The near clipping plane of the camera's renderable area.

Far Clip

The far clipping plane of the camera's renderable area.

Shutter Start

Defines when the camera shutter is open. Rays will have a time randomly assigned between Shutter Start and Shutter End. It is recommended that this time be frame-relative, that is if the current frame (set on the global options) is 1001, then Shutter Start can be -0.25 to signify a shutter opening one-quarter frame before the actual frame marker passes, while Shutter End would be 0.25 to close the shutter one-quarter frame after the frame passes. This would be centered motion blur. Other typical shutter values would be from 0.0 to 0.5 (lead-out motion blur), or even -0.5 to 0.0 (lead-in motion blur).

Info: The shutter range of the camera can be defined by changing the Shutter Start and Shutter End parameters. The value range should use the same time reference as the motion times. The default Shutter Start of 0 and Shutter End of 1 means a full camera shutter range equivalent to the default motion blur range. A smaller range (0.0-0.5) will decrease the effective shutter aperture time and only show the first half of the motion.

Shutter End

Defines when the camera shutter is closed. Please see shutter_start for a detailed description of shutter semantics. Shutter End must be larger than or equal to Shutter Start. If they are the same, this will ensure no motion blur is generated.

Shutter Type

The filtering applied to time samples. By default, this is a box filter, with all time samples having the same weight. A Triangle Filter (or "tent") is also available which produces smoother trails.

Arnold supports custom shutter shapes with the shutter curve camera parameter. You can define as many points as required. Coordinates increase from 0 (corresponding to the Shutter Start) to 1 (corresponding to the Shutter End). Values in the vertical axis must be non-negative, and it is not recommended to enter values above 1. The values are linearly interpolated between each point. In the examples below, you can see the effect different curve shapes have on the motion blur trail of a sphere that has been key-framed moving from left to right.

Rolling Shutter

Rolling Shutter is used to simulate the type of rolling shutter effect seen in footage shot with digital cameras that use CMOS-based sensors such as Blackmagics, Alexas, REDs, and even iPhones. This method is implemented by rolling (moving) the shutter across the camera area instead of the entire image area all at the same time.

The Rolling Shutter direction specifies the direction that the rolling shutter takes place. The default is Off and can be set to Top (top to bottom being the most common scanning direction), Bottom, Left or Right.

Interesting effects can be achieved when combining motion blur Length with Rolling Shutter:

_{Motion blur Length from 0 to 2}

Filtermap

Weights the camera sample by a scalar amount defined by the shader linked to the Filtermap. This shader will use as an input, u,v coordinates in image-space coords (0,1) and x,y in pixel coordinates. This allows you to darken certain regions of the image, perfect to simulate vignetting effects.

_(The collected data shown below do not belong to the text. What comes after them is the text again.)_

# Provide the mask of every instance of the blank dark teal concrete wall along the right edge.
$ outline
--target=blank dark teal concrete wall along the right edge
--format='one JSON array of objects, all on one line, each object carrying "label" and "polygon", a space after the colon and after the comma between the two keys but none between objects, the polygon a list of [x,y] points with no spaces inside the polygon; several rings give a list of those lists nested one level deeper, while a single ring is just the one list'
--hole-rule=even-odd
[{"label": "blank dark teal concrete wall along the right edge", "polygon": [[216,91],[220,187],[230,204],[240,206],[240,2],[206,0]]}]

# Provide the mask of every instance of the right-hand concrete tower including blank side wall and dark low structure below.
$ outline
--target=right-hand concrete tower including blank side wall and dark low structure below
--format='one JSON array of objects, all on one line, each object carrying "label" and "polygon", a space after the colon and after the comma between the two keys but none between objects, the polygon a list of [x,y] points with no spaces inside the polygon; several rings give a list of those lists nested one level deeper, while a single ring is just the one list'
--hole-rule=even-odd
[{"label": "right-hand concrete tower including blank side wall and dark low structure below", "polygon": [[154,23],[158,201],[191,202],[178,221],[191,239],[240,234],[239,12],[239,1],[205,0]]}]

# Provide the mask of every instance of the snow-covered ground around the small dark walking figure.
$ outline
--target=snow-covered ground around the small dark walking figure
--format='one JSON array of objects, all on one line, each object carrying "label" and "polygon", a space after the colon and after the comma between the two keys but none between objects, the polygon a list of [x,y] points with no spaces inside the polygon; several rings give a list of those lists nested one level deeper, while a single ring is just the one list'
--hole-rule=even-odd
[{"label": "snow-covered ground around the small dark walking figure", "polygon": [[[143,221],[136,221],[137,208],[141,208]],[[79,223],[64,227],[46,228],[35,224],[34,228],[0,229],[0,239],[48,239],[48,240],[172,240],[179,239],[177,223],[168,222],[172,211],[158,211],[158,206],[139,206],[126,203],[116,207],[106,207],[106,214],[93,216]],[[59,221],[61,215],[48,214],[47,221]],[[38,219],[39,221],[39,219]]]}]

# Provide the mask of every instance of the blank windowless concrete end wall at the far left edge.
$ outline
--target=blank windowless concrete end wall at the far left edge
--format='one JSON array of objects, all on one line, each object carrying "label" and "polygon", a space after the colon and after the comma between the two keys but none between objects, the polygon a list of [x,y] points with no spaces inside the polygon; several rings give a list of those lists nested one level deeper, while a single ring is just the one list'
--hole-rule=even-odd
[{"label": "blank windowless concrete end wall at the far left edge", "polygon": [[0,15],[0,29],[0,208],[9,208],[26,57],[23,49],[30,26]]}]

There is an optimization in place where if the filter returns pure black then the camera ray is not fired. This can help in cases such as when rendering with the Fisheye Camera where, depending on its autocrop setting, parts of the frame trace no rays at all.

_{Circular ramp mapped to the camera's Filtermap to create a vignette effect}

Handedness

Chooses the 'right' handed or 'left' handed coordinate system.

Screen Window Min

This defines the 2d window in the projection plane that will be rendered. If set to its default (-1,-1) (1,1) the frame will exactly match with the defined region, after taking aspect_ratio into account so that there is no distortion. These should be set if you want to stretch, squash, or zoom to a particular area in an image.

Screen Window Max

This defines the 2d window in the projection plane that will be rendered. If set to its default (-1,-1) (1,1) the frame will exactly match with the defined region, after taking aspect_ratio into account so that there is no distortion. These should be set if you want to stretch, squash, or zoom to a particular area in an image.

Exposure

Simulates the effect of camera exposure (in a non-physical way). Increasing this parameter by a value of one gives you one stop up (doubles the brightness).